WI 5: Extended sections of vertical ice; noticeably more strenuous pitch of good but steep (85º-90º) ice.

WI 6: Steep and technical–ice likely of poor quality and protection generally sparse and difficult to place. A high level of skill and strength is requisite.

WI 7: Steep, technical, and often dangerous. Marginal pick placements usually make this dangerous. Very steep, possibly overhanging, strenuous pitch with few resting places.

WI 8: Nearly freaking impossible. Poorly bonded thin ice with probable mixed sections required to finish climb. Likely overhanging, with nearly non-existent pro. Highly dangerous–a fall would likely be fatal.

Mixed Routes, Dry Tooling  –   M1 to M10

Over the last couple of years there has been a dramatic rise in ice-climbing standards; ice falls are being freed and the scale is shifting upwards rapidly.

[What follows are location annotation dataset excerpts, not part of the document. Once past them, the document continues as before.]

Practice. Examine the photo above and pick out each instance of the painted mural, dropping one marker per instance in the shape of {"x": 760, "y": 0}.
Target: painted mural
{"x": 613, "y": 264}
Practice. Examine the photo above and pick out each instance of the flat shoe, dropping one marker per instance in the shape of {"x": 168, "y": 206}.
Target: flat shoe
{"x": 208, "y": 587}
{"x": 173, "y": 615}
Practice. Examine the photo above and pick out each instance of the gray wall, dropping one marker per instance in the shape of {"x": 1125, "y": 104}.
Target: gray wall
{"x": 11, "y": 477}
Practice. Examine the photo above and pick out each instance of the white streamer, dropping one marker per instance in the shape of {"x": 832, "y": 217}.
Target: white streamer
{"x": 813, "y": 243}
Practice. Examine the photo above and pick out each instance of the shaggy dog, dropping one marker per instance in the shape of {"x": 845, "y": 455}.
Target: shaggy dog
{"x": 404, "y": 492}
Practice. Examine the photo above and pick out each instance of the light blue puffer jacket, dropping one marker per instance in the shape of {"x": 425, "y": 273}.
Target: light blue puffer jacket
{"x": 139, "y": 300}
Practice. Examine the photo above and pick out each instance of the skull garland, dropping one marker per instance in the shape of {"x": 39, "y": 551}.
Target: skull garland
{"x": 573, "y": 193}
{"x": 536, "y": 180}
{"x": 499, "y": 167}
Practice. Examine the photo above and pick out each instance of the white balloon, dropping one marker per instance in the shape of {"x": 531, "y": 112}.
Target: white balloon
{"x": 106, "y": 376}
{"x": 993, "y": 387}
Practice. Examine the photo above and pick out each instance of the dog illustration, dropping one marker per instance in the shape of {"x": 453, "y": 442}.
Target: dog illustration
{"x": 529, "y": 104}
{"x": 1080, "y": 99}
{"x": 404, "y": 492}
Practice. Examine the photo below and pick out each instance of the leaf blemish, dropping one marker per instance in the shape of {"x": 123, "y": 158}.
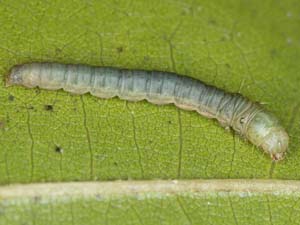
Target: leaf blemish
{"x": 58, "y": 149}
{"x": 48, "y": 107}
{"x": 11, "y": 98}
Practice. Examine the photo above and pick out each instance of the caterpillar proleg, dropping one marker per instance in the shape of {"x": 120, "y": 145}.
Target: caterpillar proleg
{"x": 246, "y": 118}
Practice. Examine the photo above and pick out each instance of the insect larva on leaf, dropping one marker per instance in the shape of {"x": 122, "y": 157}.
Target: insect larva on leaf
{"x": 248, "y": 119}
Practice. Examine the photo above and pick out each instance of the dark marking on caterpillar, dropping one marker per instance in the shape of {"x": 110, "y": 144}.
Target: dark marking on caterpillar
{"x": 48, "y": 107}
{"x": 245, "y": 117}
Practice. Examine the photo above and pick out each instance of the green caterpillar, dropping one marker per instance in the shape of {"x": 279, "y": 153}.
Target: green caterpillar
{"x": 248, "y": 119}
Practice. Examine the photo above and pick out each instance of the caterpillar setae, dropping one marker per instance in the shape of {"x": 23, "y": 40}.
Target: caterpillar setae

This has been brought about by the fact that previously unclimbed bands of rock are being overcome with the use of ice-axe and crampons, thereby linking various sections of ice. This is known as dry tooling and it has inevitably brought with it a new grading system.

The letter M indicates that the route is mixed (ie. ice and rock), and this is followed by a number which indicates the technical difficulties.

At present the open-ended scale starts at M1 and finishes at M10.